The idea of an Everest expedition was the brain child of the Royal Geographical Society (RGS) in UK. The race
to North Pole was already won by the American, Robert Peary, in 1909 and Mount Everest seemed the last resort
for securing British pride. In 1919, The RGS and the British Alpine Club decided to organize a
'reconnaissance' expedition to the mountain. By January 1921, the RGS secured permission from the Dalai Lama
to find the best route to the Everest from the Tibetan side. By then, Mallory was a war veteran and with his
vast experience of the Alps the most prolific climber in UK. Percy Farrar, president of the Alpine Club, wrote
to Mallory at the end of January 1921: 'It looks as though Everest would really be tried this summer. Party
would leave early April and get back in October. Any aspirations?'
Once on the reconnaissance mission, Mallory had other ideas. Accompanied by some other climbers from the team, Mallory attempted to climb Mt. Everest. After days of climbing they reached a height of 23,000 ft. in an area called the North Col, but high winds forced them to turn back .
With the summit route map in hand, Mallory led a second mission in 1922. The first attempt took them to 27,000 feet , the second attempt, made a few days later, reached 27,300 feet. The third attempt ended in disaster. Seven sherpas were killed by an avalanche in the North Col. Yet again, they had to turn back.
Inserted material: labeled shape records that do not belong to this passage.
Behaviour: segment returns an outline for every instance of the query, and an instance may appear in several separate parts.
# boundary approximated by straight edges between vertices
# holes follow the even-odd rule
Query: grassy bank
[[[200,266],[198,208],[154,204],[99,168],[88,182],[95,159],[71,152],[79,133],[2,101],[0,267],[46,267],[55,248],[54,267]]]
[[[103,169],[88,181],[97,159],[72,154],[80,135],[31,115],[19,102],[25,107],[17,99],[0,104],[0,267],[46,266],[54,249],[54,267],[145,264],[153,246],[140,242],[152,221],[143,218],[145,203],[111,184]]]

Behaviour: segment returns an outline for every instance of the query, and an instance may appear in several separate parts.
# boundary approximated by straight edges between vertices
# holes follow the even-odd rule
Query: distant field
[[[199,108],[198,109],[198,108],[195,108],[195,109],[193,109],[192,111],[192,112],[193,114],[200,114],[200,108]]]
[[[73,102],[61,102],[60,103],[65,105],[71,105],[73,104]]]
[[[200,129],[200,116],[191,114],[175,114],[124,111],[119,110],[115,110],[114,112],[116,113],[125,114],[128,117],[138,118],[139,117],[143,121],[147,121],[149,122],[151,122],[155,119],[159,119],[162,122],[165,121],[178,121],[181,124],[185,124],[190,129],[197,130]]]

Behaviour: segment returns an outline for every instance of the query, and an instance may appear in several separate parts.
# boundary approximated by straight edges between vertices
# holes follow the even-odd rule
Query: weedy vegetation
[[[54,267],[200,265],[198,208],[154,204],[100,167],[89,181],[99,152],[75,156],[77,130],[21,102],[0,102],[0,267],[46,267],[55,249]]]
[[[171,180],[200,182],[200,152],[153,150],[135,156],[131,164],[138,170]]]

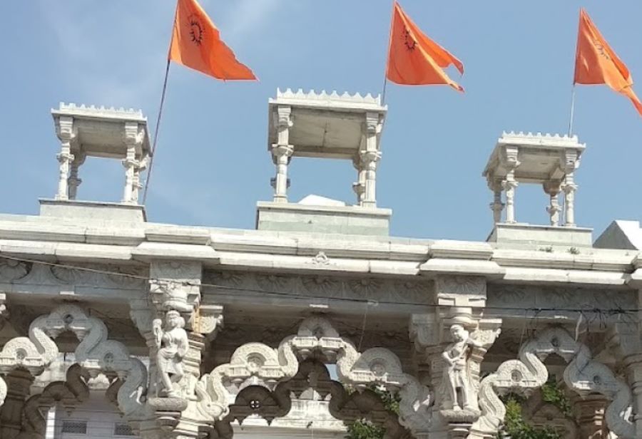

Mallory was nearly 38 in 1924. He knew this would be his last attempt on the summit. John Noel, the photographer on the expedition, later recalled that Mallory was 'mentally ill' about Everest. Andrew Irvine was a surprise addition to the 1924 Everest climbing team; at 22, he was easily the youngest member, and also the least experienced climber. Recommended by team member Noel Odell for his physical and mental strength and practical engineering abilities, Irvine worked diligently on the oxygen apparatus throughout the expedition. En route to Everest he wrote: 'Found all but one of the oxygen frames had been more or less damaged in transit, so spent afternoon and evening repairing them with copper rivet and wire. Also made tin lamp shades to replace the cardboard ones which continually caught fire.'
But the weather gods, it seems, colluded with the Everest to stop Mallory. By early June 1924 with a run of bad weather and the monsoon approaching the expedition prepared to retreat. But Mallory wanted to have one final crack at the summit with the relatively inexperienced Irvine. Though Mallory and Irvine were great friends by then, team leader Edward Norton had his doubts about Irvine's abilities. He told a team member, 'There is no doubt Mallory knows he is leading a forlorn hope.'
Mallory and Irvine left the North Col on June 6. Except for one brief sighting by team member Noel Odell on
the morning of June 8, they were never seen again. What happened to the two climbers that day, no one knows.
Some theories suggest that Mallory left Irvine behind and made a dash for the summit with all the remaining
oxygen; others, that the inexperienced Irvine fell and brought both the climbers down.
The body of George Mallory was found on 1 May 1999 on the north face of the Everest, at an altitude of 8170 metres. A detailed examination of the position and condition of the body now suggests that both climbers were alive at the time of the accident, and that it was Mallory who fell to his death. Irvine might even have tried to hold his friend and mentor, only to have the rope snap under the strain.
Did Mallory reach the summit? The answer is still a mystery. His camera is yet to be found and its contents may hold some clues. His possibly unrequited love was duly remembered by Edmund Hillary when he "knocked the bastard off" in 1953. On descent the gracious mountaineer did offer a tip of his hat: "Wouldn't Mallory be pleased if he knew about this."